Australia picked a talent-laden but unbalanced batting unit for this World Cup. Now opener David Warner’s new and oddly cautious batting style is leaving them even more lopsided.
When a squad brimming with slow-scoring batsmen was announced, I argued it was too conservative and that the Aussies would miss the variety and dynamism offered by Peter Handscomb or Ashton Turner.
Many voiced similar concerns despite the fact that, at that time, it seemed Warner at least would add an attacking edge to a top five which was otherwise one-paced.
That has not been the case, due to Warner’s fresh, defensive approach.
The best ODI teams have a healthy equilibrium between attack and caution with the blade. They have batsmen tasked with building an innings, with providing stability. Because these players protect their wicket, it gives licence for a second group to take on the bowlers, disrupt opposition tactics, and score at a swift rate that makes up for the dot balls chewed up by the first group.
Warner was meant to be in that second group, along with Glenn Maxwell, leaving Aaron Finch, Steve Smith, Usman Khawaja and Marcus Stoinis as the batsmen who would take their time at the crease.
Now that Warner has migrated to that larger group, it has left Maxwell marooned, the sole batsmen in the top six who is trying to bully bowlers.
It means the first five batsmen are all seeking to play themselves in, to construct an innings. A check of the calendar confirms this is 2019 not 1989, when structuring your batting unit in such a conservative manner actually made sense.
The bottom line is that, because of the squad they have chosen, Warner cannot be allowed to become a safety-first batsman. He has to be one of the designated destroyers.
This is a batsman who, in his previous 50 ODIs before being banned for 12 months, had scored at a blazing strike rate of 106.
Who just finished smashing 692 runs at 69 in the Indian Premier League opposed to many of the best bowlers in this World Cup. In the IPL Warner scored at 8.6 runs per over.
Since he returned for Australia, he has played eight one-dayers (including warm-ups) in which he has scored at a crawling rate of just 4.3 runs per over. That is about 50 per cent slower than Australia need him.
Because if Warner continues to plod along like this it will force the likes of Khawaja, Smith and Finch to betray their natural games. Those batsmen will have to play with significantly more aggression in order to make up for Warner’s slow scoring.
Khawaja should never have been moved from the opening position. The left hander has made 1019 runs at 53 at the top of the order, compared to 289 runs at 24 batting elsewhere.
Warner should have been placed at three with the instruction to bat with the dynamism that has made him a superstar across all three formats.
Australia have enough steady batsmen that they can afford to give free rein to Warner and Maxwell. Instead, we have a bizarre situation where Warner has been reborn as an old-school, nudge and nurdle opener.
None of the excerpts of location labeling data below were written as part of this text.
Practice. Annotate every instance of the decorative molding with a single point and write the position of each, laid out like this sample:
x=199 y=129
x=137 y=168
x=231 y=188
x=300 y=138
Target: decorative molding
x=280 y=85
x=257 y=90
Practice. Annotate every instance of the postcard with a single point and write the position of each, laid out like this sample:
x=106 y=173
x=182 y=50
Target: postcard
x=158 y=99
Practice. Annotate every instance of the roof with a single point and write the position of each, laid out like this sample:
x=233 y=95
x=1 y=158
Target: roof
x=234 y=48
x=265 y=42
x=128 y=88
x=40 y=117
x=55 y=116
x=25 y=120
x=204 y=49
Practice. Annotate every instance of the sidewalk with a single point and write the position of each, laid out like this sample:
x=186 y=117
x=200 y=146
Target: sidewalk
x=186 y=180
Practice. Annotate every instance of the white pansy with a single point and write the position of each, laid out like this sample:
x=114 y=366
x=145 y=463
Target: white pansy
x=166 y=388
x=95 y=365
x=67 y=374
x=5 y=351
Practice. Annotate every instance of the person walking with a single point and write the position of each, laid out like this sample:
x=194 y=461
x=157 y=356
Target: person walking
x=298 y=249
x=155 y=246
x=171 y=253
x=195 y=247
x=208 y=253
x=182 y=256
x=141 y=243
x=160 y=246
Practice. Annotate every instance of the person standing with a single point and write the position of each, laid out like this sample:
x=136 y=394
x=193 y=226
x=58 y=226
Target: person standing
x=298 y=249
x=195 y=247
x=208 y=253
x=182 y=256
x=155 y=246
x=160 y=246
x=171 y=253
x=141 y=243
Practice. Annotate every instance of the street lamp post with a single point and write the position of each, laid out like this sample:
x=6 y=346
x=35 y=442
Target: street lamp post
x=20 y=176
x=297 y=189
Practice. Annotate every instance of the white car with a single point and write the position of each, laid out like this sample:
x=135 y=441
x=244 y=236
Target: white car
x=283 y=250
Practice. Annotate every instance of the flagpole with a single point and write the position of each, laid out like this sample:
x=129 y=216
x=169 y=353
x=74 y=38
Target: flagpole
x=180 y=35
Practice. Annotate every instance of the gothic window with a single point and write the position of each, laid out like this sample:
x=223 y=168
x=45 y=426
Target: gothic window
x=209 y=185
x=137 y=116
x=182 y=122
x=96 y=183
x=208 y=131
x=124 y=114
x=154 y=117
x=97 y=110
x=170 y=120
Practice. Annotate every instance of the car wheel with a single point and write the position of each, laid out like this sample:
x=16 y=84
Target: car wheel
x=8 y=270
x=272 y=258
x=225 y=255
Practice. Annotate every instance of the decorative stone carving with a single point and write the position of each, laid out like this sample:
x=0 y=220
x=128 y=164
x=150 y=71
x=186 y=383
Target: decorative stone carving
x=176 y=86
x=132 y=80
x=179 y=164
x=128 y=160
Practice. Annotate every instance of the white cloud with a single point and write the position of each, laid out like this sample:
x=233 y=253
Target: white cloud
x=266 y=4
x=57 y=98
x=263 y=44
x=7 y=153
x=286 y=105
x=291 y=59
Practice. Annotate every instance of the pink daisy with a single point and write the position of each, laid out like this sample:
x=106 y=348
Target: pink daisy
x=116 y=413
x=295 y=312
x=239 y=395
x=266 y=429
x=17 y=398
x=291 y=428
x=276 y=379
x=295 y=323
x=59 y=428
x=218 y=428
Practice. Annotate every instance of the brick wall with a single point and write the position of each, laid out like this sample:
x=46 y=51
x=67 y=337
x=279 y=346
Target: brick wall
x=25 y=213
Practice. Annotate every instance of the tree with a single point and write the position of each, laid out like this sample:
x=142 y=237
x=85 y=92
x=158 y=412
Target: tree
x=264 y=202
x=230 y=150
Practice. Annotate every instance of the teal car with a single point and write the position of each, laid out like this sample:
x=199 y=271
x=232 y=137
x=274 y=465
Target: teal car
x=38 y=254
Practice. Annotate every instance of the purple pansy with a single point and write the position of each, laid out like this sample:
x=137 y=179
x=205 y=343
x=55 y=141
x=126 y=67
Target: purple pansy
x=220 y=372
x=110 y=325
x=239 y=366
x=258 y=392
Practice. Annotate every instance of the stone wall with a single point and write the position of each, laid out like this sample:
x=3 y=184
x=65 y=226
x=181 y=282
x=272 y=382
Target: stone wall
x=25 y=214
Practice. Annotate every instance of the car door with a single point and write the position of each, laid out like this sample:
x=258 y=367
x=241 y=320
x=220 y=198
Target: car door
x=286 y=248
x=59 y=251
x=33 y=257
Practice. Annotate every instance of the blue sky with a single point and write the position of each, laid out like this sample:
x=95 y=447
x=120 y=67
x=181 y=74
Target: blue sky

In crawling to 56 from 84 balls against India on the weekend, he all but assured his team would not chase down the target of 353. Wicketkeeper Alex Carey (55* from 35 balls) and Maxwell (28 from 14) tried to defy logic but the task was too great.
It must be noted that Carey is making tremendous progress as a late-order striker. In his 13 matches batting at six, seven or eight he has made 358 runs at 40 with a good strike rate of 102.
An opener in domestic one-day cricket, Carey was handed an unfamiliar role and has steadily grown into it. He is playing his part nicely.
What Australia need now is for their veteran opener to do the same.
Ditch the caution David, Australia need whirlwind Warner.